Output = 4 sin(4t + -45 degrees)

Part 6g

w=1;
H=evalfr(sys6,1j*w);
m=abs(H);  p=angle(H);
fprintf('Magnitude of Bode plot at %g radian per second is %g=%gdB.\n',...
    w,m,20*log10(m));
fprintf('Phase is %g degrees.\n',p*180/pi);
fprintf('Output = %g sin(%gt + %g degrees)\n',2*m,w,45+p*180/pi);
Magnitude of Bode plot at 1 radian per second is 1.05731=0.484045dB.
Phase is -7.59464 degrees.
Output = 2.11462 sin(1t + 37.4054 degrees)

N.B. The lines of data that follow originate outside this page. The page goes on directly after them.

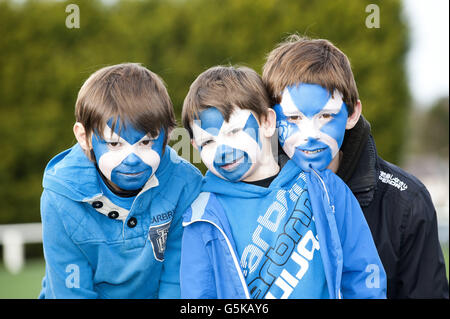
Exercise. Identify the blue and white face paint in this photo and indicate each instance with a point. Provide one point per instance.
(230, 150)
(129, 159)
(311, 124)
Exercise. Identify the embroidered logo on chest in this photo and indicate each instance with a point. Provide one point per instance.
(158, 238)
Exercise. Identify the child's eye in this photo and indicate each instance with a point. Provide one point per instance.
(294, 118)
(236, 130)
(146, 142)
(326, 116)
(114, 145)
(206, 143)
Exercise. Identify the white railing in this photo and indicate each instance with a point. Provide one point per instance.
(13, 237)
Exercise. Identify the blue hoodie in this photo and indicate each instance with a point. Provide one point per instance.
(96, 249)
(210, 265)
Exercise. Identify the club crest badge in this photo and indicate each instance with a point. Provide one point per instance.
(158, 238)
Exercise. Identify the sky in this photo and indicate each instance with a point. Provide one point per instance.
(428, 58)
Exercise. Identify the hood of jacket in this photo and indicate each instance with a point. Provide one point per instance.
(73, 175)
(358, 164)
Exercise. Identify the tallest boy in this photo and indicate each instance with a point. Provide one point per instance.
(320, 125)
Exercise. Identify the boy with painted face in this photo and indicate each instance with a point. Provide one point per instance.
(112, 204)
(257, 231)
(321, 127)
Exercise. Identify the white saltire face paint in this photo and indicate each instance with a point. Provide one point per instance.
(230, 150)
(311, 124)
(128, 160)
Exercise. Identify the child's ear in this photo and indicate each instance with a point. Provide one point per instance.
(80, 134)
(269, 123)
(353, 119)
(194, 145)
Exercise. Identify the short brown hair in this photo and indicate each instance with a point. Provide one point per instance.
(225, 87)
(127, 91)
(316, 61)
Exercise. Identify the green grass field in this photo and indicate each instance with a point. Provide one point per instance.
(27, 284)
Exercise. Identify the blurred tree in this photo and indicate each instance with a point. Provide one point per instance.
(43, 64)
(434, 137)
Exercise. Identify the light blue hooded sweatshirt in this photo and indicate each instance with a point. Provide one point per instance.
(96, 249)
(211, 267)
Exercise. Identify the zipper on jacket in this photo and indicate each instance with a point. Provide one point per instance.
(236, 263)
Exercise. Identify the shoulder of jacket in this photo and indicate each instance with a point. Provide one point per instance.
(398, 180)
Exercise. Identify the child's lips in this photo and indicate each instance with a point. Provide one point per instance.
(132, 174)
(312, 152)
(231, 166)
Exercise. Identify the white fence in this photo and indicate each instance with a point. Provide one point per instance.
(13, 237)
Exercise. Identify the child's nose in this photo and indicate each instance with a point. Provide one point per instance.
(131, 160)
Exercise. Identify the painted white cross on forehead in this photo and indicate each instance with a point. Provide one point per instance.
(229, 149)
(311, 124)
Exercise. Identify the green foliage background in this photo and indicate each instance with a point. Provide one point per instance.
(43, 64)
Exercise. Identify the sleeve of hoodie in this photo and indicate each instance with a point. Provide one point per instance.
(196, 273)
(169, 286)
(421, 266)
(363, 275)
(68, 274)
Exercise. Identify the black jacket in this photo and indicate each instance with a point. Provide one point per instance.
(401, 217)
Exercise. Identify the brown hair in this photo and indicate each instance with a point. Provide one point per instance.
(316, 61)
(127, 91)
(225, 87)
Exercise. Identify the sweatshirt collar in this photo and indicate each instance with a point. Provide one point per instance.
(358, 165)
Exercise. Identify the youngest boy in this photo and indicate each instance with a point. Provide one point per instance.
(257, 231)
(111, 206)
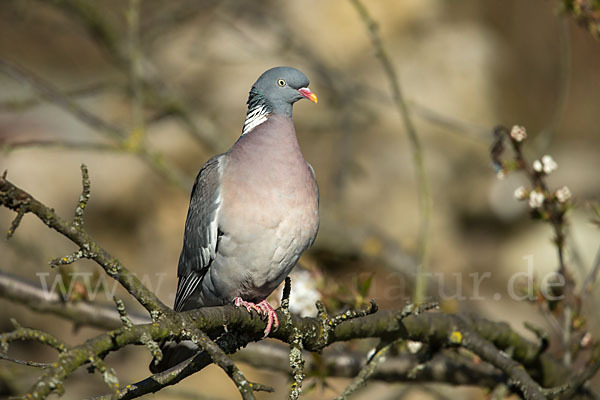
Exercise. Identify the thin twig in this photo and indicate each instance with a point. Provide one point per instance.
(14, 198)
(425, 201)
(366, 373)
(154, 159)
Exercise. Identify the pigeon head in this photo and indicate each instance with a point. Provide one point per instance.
(279, 88)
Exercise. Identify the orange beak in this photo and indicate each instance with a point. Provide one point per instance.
(308, 94)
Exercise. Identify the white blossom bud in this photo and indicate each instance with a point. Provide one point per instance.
(563, 194)
(520, 193)
(536, 199)
(413, 346)
(549, 164)
(518, 133)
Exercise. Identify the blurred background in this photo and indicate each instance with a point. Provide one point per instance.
(144, 94)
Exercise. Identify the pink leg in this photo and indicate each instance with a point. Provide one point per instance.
(262, 308)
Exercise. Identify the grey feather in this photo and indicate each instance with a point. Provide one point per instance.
(253, 210)
(201, 231)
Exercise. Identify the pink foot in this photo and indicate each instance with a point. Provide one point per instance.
(262, 308)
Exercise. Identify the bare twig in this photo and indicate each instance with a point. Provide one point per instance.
(20, 291)
(83, 199)
(14, 198)
(154, 159)
(425, 201)
(366, 373)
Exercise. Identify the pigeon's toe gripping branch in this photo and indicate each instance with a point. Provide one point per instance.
(262, 308)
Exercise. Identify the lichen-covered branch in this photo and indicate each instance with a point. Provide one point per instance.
(18, 200)
(484, 338)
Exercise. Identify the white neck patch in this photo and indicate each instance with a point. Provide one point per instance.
(255, 118)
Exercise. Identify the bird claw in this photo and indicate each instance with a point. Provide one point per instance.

Note that low frequency signal is passed.

Problem 7

Part 7a

sys7=tf([1 0 0],[1 2 16])
pzmap(sys7);  axis([-3 1 -10 10]);
xa = [-1 0];	ya = [1 0];
[xaf,yaf] = ds2nfu(xa,ya);
annotation('textarrow',xaf,yaf,'String','Double Zero');
 
Transfer function:
     s^2
--------------
s^2 + 2 s + 16
 

Part 7b

The system has two finite poles and two finite zeros at the origin

Part 7c

clf;
bode(sys7);

Part 7d

System is highpass

Part 7e

Since the system has zeros at the origin, and nowhere else, the output only goes to zero at low frequencies (and high ones are passed)

Part 7f

w=4;
H=evalfr(sys7,1j*w);
m=abs(H);  p=angle(H);
fprintf('Magnitude of Bode plot at %g radian per second is %g=%gdB.\n',...
    w,m,20*log10(m));
fprintf('Phase is %g degrees.\n',p*180/pi);
fprintf('Output = %g sin(%gt + %g degrees)\n',2*m,w,45+p*180/pi);
Magnitude of Bode plot at 4 radian per second is 2=6.0206dB.
Phase is 90 degrees.
Output = 4 sin(4t + 135 degrees)

Part 7g

w=1;
H=evalfr(sys7,1j*w);
m=abs(H);  p=angle(H);
fprintf('Magnitude of Bode plot at %g radian per second is %g=%gdB.\n',...
    w,m,20*log10(m));
fprintf('Phase is %g degrees.\n',p*180/pi);
fprintf('Output = %g sin(%gt + %g degrees)\n',2*m,w,45+p*180/pi);
Magnitude of Bode plot at 1 radian per second is 0.0660819=-23.5984dB.
Phase is 172.405 degrees.
Output = 0.132164 sin(1t + 217.405 degrees)

Note that low frequency signal is attenuated.